In un paese dove i due sport nei quali primeggiamo a livello mondiale sono lo "scaricabarile" quando le cose vanno male e il "salto sul carro del vincitore" quando le cose hanno la fortuna di andare bene (come appunto nel caso della risonanza magnetica), era giusto chiarire, senza alcun intento polemico, come si sono svolti i fatti e, come si dice in questi casi, dare a Cesare quello che è di Cesare. Nessun miracolo di Natale quindi, ma tanto lavoro fatto per tempo, in silenzio e senza clamore, come nella migliore tradizione lombarda.

Rimane invece pesantemente aperto il tema del completamento dell'organico e la ristrutturazione del Pronto Soccorso. Temo che quanto garantito da Mantovani e da Piazza, troverà difficile attuazione, visto che per il 2015 il governo Renzi, sostenuto anche dall'NCD, ha posto in essere tagli lineari alla nostra regione per circa 930 milioni di euro che in gran parte incideranno proprio sulla sanità.

C'è solo da sperare che la riforma della sanità regionale, che verrà approvata nei prossimi mesi, metta ordine anche ai servizi territoriali di urgenza, potenziando le cosiddette "osservazioni brevi". L'obiettivo di questo modello di gestione dei pazienti è quello di ridurre i ricoveri impropri oltre a evitare una eccessiva permanenza presso il pronto soccorso, che tornerebbe ad essere luogo preposto alla gestione delle emergenze.

Da sottolineare che proprio uno dei servizi previsti nel progetto della nostra Cittadella della Salute, va in questa direzione, quasi ad anticipare ciò che potrebbe essere messo in pratica a partire dal 2016. Purtroppo, l'accordo di programma, sottoscritto nel 2013 da Comune di Merate, ASL e Azienda Ospedaliera lecchese, che aveva lo scopo di promuovere la realizzazione di un studio di fattibilità operativa per la Cittadella della Salute, è stato accantonato dall'attuale amministrazione che evidentemente ha definito delle priorità amministrative diverse.

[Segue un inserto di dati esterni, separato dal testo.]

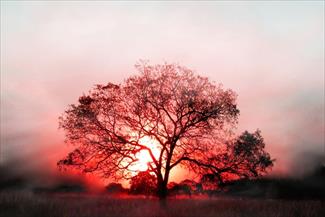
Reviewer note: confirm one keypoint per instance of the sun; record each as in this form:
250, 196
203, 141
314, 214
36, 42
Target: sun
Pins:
143, 156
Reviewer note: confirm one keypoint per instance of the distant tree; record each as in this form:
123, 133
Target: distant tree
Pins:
244, 157
186, 115
143, 183
115, 188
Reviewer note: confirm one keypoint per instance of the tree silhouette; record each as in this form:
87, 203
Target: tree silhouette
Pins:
186, 116
143, 183
244, 157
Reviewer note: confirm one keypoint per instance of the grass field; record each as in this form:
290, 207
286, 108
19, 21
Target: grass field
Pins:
23, 204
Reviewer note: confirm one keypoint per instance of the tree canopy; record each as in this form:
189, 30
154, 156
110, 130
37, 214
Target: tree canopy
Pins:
189, 119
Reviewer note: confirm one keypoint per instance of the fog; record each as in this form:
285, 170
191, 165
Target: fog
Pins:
270, 53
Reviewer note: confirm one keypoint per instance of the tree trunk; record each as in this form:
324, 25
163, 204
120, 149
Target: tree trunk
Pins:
162, 190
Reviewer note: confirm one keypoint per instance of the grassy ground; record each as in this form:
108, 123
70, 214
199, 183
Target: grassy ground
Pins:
21, 204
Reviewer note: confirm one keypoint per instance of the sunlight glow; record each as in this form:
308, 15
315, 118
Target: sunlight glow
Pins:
144, 156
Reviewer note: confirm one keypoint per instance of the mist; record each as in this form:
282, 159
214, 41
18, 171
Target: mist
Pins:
271, 54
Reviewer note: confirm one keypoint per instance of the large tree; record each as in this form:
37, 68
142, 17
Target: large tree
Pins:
186, 116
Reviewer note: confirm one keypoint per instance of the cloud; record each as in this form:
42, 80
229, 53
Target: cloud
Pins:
271, 54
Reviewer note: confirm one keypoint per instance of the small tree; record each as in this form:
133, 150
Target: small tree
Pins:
185, 115
143, 183
243, 157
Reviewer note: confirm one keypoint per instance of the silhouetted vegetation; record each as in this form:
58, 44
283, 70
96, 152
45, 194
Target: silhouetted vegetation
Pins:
189, 118
143, 183
116, 189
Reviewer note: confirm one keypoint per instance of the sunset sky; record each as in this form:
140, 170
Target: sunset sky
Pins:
270, 53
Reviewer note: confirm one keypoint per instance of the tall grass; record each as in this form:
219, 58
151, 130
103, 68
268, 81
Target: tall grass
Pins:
24, 204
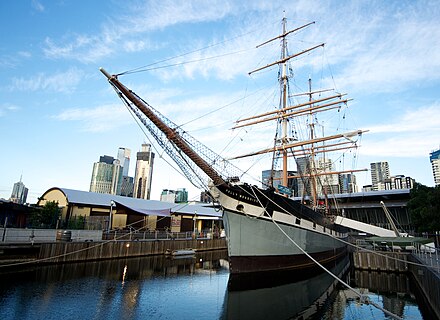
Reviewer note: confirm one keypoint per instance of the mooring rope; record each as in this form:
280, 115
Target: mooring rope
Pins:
363, 298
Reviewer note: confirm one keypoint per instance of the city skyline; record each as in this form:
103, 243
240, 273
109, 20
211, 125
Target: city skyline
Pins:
57, 107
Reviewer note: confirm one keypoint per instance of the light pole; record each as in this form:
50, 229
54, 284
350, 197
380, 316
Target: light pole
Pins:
194, 227
112, 204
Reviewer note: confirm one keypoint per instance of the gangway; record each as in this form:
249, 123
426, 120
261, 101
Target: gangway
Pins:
364, 227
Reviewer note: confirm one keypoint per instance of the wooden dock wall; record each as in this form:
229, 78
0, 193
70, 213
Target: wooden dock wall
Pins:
62, 252
380, 261
428, 281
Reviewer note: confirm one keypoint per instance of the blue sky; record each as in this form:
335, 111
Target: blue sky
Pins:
58, 114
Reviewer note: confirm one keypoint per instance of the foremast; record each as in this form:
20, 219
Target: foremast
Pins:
170, 133
314, 145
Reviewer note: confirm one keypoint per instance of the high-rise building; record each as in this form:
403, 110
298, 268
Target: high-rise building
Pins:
434, 157
399, 182
328, 183
124, 159
143, 173
168, 196
347, 181
106, 176
380, 175
127, 186
181, 195
277, 179
19, 193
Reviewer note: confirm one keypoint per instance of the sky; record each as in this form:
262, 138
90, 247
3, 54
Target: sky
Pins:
58, 113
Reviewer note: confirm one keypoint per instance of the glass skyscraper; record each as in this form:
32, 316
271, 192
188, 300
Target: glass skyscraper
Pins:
434, 157
144, 172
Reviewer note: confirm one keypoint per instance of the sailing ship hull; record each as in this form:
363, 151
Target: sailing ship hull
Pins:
256, 243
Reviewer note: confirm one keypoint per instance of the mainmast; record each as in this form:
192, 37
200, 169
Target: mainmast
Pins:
283, 81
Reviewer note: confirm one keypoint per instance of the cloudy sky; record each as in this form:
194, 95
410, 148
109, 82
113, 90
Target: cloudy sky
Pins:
58, 114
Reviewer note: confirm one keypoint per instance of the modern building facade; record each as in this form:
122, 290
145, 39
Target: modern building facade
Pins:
380, 174
127, 186
175, 196
143, 173
106, 176
19, 193
347, 182
434, 157
124, 160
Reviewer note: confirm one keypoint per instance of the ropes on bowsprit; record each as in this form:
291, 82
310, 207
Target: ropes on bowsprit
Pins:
363, 298
150, 66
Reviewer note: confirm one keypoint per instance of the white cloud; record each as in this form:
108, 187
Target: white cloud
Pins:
37, 5
60, 82
99, 119
414, 134
6, 108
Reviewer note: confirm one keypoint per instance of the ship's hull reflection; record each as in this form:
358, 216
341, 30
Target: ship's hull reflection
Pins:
282, 296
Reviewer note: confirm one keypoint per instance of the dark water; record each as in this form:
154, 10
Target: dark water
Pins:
193, 288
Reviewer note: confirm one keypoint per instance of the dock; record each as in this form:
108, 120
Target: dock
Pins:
66, 252
423, 267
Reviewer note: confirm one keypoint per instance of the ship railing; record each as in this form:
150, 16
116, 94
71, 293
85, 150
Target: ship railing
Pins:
134, 235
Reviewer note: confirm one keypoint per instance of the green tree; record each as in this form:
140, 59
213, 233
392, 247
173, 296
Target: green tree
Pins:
424, 207
46, 216
77, 222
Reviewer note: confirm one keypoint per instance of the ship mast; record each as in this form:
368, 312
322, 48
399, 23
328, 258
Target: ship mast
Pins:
284, 103
283, 110
312, 152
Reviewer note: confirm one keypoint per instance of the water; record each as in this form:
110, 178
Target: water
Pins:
189, 288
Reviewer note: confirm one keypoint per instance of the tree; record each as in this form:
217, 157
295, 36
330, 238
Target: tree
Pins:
46, 216
424, 207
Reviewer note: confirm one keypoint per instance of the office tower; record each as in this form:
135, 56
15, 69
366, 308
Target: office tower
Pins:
181, 195
106, 176
434, 157
292, 183
303, 167
347, 182
124, 159
380, 175
127, 186
205, 197
168, 196
144, 172
19, 193
327, 183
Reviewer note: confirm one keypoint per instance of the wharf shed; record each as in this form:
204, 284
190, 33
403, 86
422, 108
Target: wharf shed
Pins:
107, 211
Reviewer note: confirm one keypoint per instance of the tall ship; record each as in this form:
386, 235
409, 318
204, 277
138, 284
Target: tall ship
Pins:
279, 226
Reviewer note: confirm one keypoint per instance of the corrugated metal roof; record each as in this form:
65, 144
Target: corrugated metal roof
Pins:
139, 205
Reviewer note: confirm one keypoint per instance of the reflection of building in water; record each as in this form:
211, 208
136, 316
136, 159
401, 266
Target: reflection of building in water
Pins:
394, 289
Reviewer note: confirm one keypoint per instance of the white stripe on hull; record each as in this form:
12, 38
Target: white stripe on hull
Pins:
251, 231
257, 237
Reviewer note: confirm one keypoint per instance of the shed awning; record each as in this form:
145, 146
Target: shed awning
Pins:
162, 209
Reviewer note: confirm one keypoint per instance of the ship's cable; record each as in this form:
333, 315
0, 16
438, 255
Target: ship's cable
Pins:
363, 298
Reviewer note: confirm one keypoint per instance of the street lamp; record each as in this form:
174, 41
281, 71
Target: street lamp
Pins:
112, 204
194, 226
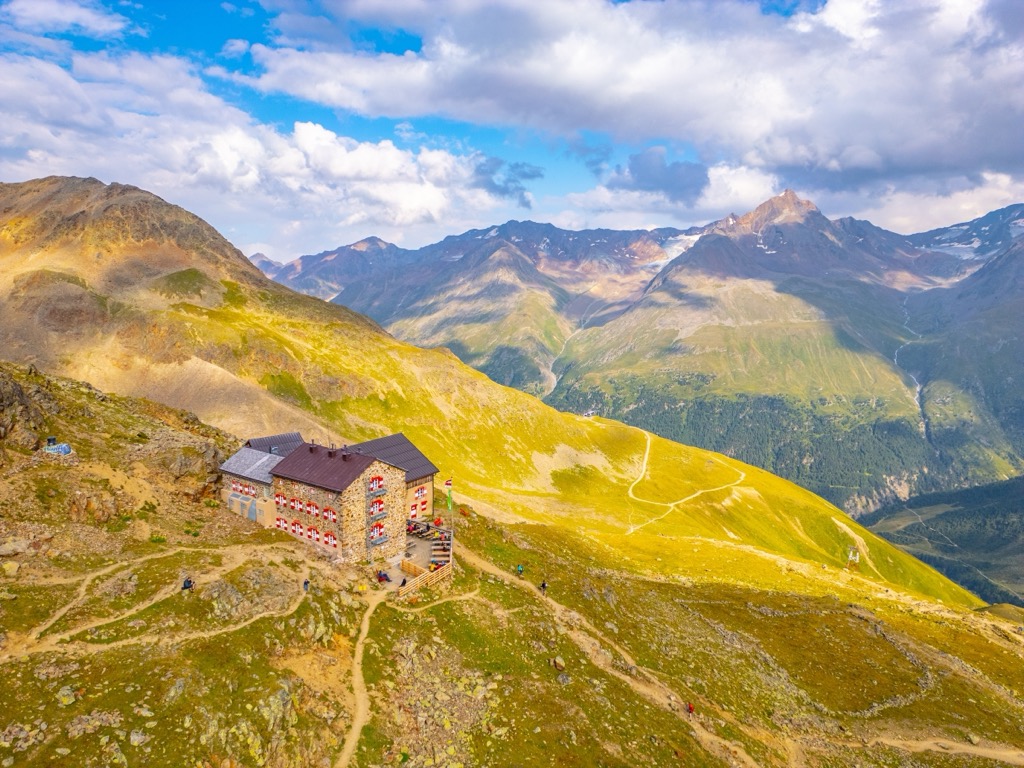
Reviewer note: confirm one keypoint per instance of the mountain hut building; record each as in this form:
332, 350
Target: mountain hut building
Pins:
399, 451
249, 485
353, 501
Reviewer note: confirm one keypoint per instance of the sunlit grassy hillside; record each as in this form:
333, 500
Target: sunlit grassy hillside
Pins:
199, 328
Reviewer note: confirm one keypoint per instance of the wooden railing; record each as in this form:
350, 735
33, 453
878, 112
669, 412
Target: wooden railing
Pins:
408, 566
425, 578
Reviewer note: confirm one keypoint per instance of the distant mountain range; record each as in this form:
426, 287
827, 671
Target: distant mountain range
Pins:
676, 574
864, 365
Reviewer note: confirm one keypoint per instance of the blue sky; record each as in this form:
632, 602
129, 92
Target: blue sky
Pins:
295, 126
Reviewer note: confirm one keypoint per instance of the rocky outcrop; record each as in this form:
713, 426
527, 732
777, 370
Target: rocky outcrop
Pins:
22, 416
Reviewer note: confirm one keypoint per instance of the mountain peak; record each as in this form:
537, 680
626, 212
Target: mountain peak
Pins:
786, 208
372, 243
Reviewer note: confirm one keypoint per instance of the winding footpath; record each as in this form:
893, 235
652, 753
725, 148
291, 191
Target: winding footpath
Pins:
361, 714
671, 505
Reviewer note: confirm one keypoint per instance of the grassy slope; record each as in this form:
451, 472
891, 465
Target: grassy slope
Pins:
199, 327
744, 635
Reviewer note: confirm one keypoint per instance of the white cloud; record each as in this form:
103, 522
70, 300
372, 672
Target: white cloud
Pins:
150, 122
859, 85
907, 211
64, 15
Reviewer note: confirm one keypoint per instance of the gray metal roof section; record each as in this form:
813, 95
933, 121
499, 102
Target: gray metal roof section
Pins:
280, 444
324, 467
252, 465
398, 451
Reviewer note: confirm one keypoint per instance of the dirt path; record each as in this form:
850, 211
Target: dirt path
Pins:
593, 643
33, 643
1005, 755
671, 505
361, 714
89, 579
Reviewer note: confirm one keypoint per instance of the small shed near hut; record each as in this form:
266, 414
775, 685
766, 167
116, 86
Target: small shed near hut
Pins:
248, 486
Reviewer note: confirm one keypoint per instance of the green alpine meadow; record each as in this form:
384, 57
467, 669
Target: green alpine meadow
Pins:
696, 610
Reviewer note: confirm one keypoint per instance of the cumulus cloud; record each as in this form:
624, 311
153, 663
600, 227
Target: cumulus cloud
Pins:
64, 15
506, 179
876, 89
150, 121
901, 113
679, 181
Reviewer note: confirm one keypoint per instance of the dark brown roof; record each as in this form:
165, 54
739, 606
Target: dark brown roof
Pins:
323, 467
398, 451
279, 444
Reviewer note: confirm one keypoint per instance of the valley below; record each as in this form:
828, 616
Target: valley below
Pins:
676, 576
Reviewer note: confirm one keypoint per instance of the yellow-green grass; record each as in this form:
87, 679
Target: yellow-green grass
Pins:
537, 712
184, 611
24, 606
506, 451
774, 654
152, 577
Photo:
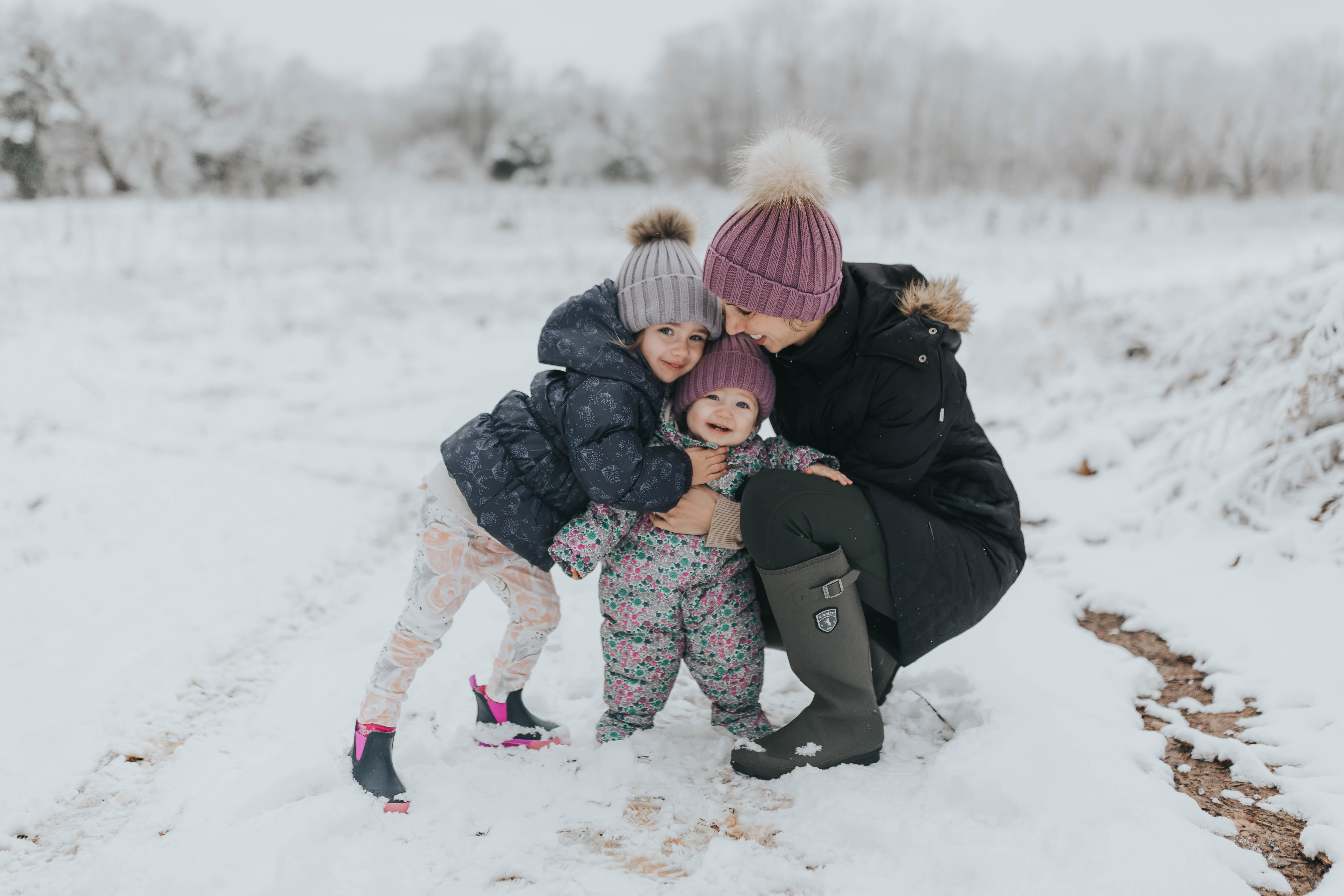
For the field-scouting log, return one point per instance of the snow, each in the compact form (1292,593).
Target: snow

C'è da augurarsi che l'assessore meratese Tomalino, persona seria e sensibile, possa convincere i suoi colleghi di giunta a ritornare sui loro passi e a rivedere le loro priorità. Credo che vi sia ancora lo spazio per ridare slancio a questo percorso, senza il quale sarebbe impossibile riuscire a trovare le risorse finanziarie pubbliche e soprattutto private, per procedere alla fase realizzativa.